Ich lege den Sanddollar wieder zu den anderen toten Meeresgeschöpfen: Seesterne, Muscheln, getrocknete Kugelfische und Seepferdchen. Sie kommen mir alle so entstellt vor. Am liebsten würde ich sie auf den Müll werfen oder kaufen und zum Strand bringen, um sie der See zurückzugeben und so wieder zum Leben zu erwecken.
Wenn Sirenen klein wären und es so viele von ihnen gäbe wie Seesterne, hätte man mich vielleicht auch längst getrocknet und zu den leeren Muscheln gelegt.
Erik legt einen Arm um mich und hält mir die Tüte mit den Toffees hin. Ich nicke zustimmend. Die toten Meerestiere würdigt er keines Blickes.

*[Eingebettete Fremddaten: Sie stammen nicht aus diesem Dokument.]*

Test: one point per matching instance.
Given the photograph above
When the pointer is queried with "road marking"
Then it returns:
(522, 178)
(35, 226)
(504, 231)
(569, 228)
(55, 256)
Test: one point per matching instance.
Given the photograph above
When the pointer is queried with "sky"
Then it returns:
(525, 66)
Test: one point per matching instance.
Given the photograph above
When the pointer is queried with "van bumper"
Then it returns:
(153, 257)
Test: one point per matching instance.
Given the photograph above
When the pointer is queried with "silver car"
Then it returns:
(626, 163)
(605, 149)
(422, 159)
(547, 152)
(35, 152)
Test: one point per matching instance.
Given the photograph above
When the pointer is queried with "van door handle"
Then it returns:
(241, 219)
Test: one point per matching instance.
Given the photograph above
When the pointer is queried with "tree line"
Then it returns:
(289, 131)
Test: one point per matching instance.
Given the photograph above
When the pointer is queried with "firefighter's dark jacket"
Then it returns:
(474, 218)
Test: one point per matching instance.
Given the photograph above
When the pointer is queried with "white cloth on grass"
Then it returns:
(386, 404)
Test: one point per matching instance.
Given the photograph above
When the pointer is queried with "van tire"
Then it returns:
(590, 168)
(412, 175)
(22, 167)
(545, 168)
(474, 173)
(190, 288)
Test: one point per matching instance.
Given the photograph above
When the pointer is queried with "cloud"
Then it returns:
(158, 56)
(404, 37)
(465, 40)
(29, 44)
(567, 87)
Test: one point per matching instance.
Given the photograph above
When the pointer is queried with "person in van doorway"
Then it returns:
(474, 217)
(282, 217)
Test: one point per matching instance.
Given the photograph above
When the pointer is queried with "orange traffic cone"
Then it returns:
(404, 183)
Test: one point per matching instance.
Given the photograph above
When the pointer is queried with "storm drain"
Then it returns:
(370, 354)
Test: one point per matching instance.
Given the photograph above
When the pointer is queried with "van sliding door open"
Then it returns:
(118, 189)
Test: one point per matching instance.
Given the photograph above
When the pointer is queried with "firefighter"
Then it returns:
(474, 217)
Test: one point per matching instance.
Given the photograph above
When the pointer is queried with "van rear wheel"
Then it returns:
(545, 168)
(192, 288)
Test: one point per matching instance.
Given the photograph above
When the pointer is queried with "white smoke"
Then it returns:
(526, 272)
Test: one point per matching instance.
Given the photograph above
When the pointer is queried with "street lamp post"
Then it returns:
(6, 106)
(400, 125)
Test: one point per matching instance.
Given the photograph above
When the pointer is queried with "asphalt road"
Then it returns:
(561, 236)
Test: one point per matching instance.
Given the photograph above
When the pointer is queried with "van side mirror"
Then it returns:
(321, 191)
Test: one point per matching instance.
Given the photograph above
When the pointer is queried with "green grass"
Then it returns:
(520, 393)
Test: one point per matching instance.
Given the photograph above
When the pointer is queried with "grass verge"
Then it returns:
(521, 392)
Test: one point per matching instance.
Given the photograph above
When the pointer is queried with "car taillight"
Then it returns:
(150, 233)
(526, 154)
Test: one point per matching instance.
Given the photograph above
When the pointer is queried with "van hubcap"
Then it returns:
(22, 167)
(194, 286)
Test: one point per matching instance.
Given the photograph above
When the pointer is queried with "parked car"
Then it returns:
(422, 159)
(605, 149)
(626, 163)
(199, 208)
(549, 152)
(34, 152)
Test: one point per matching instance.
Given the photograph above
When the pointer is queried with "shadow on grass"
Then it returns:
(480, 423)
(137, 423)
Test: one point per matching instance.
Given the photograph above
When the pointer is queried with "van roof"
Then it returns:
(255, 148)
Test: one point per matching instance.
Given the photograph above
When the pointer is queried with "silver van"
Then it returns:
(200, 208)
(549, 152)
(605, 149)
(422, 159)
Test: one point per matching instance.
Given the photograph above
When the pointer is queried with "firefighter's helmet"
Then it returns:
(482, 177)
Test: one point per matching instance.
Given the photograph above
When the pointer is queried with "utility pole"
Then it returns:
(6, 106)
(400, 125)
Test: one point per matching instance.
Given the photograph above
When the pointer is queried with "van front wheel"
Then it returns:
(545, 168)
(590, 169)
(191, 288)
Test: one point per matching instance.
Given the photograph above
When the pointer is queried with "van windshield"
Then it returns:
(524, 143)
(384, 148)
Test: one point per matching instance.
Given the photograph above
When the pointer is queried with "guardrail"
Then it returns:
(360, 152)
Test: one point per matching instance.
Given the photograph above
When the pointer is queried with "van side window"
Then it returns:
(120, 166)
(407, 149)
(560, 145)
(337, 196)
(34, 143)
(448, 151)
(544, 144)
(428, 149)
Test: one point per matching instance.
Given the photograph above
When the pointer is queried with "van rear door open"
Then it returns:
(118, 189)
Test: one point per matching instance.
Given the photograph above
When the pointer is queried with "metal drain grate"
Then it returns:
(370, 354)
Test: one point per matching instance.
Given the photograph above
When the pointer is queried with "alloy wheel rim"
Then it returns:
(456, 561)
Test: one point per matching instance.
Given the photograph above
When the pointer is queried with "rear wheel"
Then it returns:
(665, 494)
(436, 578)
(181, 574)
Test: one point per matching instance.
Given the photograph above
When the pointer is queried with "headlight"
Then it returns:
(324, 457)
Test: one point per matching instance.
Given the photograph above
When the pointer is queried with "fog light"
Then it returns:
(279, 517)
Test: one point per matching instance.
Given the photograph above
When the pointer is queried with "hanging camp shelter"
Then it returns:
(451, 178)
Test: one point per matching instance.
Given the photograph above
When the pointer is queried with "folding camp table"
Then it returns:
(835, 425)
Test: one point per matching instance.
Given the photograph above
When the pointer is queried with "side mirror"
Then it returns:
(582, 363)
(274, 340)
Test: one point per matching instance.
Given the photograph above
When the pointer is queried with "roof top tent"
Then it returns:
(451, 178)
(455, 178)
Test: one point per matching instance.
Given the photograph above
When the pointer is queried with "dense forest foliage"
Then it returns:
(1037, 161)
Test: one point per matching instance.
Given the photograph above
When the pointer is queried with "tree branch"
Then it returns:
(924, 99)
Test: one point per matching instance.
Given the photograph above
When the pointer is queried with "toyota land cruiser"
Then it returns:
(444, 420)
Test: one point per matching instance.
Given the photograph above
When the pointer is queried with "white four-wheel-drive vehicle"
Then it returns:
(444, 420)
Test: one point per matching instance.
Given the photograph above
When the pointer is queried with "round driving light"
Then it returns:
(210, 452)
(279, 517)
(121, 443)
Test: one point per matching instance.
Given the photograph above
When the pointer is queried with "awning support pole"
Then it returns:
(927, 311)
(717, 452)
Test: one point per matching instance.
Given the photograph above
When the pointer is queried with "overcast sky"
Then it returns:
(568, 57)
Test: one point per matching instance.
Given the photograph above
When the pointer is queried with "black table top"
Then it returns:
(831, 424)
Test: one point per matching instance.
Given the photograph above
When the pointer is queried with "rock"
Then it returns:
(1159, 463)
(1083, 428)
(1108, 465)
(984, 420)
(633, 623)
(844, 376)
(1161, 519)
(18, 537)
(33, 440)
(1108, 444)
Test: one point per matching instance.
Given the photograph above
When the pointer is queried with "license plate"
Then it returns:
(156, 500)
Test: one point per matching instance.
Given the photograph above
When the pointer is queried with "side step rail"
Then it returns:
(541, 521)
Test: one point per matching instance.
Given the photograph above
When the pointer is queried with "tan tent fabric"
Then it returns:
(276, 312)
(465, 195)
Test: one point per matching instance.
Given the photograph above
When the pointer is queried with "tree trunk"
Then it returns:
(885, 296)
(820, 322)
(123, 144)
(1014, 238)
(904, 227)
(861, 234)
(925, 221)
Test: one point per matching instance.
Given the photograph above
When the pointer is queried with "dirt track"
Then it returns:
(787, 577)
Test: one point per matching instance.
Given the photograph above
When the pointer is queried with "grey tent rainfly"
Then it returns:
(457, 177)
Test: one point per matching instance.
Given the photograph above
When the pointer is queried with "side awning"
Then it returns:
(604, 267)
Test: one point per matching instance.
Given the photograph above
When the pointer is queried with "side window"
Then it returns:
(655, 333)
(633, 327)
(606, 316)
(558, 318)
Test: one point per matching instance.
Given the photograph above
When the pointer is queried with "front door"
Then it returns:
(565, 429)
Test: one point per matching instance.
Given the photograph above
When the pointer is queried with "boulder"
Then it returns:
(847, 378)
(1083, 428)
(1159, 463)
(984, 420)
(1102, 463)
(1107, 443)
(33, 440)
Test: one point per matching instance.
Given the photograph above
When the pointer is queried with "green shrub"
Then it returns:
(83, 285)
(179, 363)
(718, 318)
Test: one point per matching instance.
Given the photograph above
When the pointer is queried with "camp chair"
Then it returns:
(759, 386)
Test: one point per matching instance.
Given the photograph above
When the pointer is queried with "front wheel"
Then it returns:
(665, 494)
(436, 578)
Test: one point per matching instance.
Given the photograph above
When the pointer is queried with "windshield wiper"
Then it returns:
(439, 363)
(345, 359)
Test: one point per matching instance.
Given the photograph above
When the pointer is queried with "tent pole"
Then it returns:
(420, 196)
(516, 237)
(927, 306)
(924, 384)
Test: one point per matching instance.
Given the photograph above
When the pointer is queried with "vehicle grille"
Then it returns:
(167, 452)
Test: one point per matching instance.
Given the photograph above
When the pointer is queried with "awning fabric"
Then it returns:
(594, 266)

Trotz allem, was Erik mir gegeben hat, fühle ich mich unzufrieden und ruhelos. Bei ihm kann ich die Eiskönigin spielen, denn er erkennt nicht wie Cole mein Innerstes. Er will gar nicht wissen, wovor ich Angst habe. Es geht ihm wahrscheinlich gar nicht darum, wer ich bin. Es geht ihm darum, was ich bin.
Erik nimmt mir die Toffee-Tüte wieder ab und wir gehen hinaus. Ich stoße mit meinen Ballerinas an die Bürgersteigkante und stolpere. Er zieht mich hoch, wie immer mit einem warmen Lächeln, das sich anfühlt, als würde ich nach Stunden an Land zum ersten Mal wieder ins Wasser waten.
Bei der Eisdiele hält er die Tür für mich auf. Die ganze Zeit redet er mit mir. Seine Lippen bewegen sich und er blickt mir direkt in Augen. Da wird mir auf einmal klar, dass ich kein Wort von dem gehört habe, was er in den letzten zehn Minuten gesagt hat. Und er hat es nicht mal gemerkt.